The Impey Album was a collection of Company style paintings commissioned by Elijah Impey (1732–1809) and his wife Mary, née Reade (1749–1818), of the animals in their menagerie in Calcutta (now Kolkata), India, where Elijah was chief justice of the Supreme Court.

Between 1777 and 1782, the Impeys hired local artists to paint the various birds, animals and native plants, life-sized where possible, and their natural surroundings. The collection, often known as the Impey Album, is an important example of Company style painting. The three artists who are known were Sheikh Zain ud-Din, Bhawani Das, and Ram Das. More than half the over 300 paintings were of birds.

Mary also kept extensive notes about habitat and behaviour, which were of great use to later biologists such as John Latham in his work on Indian birds.

The collection was dispersed in an auction in 1810, and several pieces are in various museums including the Metropolitan Museum of Art in New York, Natural History Museum at Tring, with three in the Victoria and Albert Museum in London, eighteen in the Radcliffe Science Library of the University of Oxford, and four in World Museum, National Museums Liverpool.

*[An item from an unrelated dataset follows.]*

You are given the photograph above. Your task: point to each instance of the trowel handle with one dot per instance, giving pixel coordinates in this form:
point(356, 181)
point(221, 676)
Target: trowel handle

The twelve pictures (eleven by Zain ud-Din) given to the Radcliffe Science Library are now on loan to the Ashmolean Museum in Oxford, and between October 2012 and April 2013 were exhibited at the Ashmolean as part of an exhibition entitled Lady Impey's Indian Bird Paintings.

An exhibition, Forgotten Masters: Indian Painting for the East India Company, which opened in December 2019 at the Wallace Collection in London reunited about 30 paintings from the album. It was scheduled to run until April 2020, but like many such events was curtailed by the COVID-19 pandemic.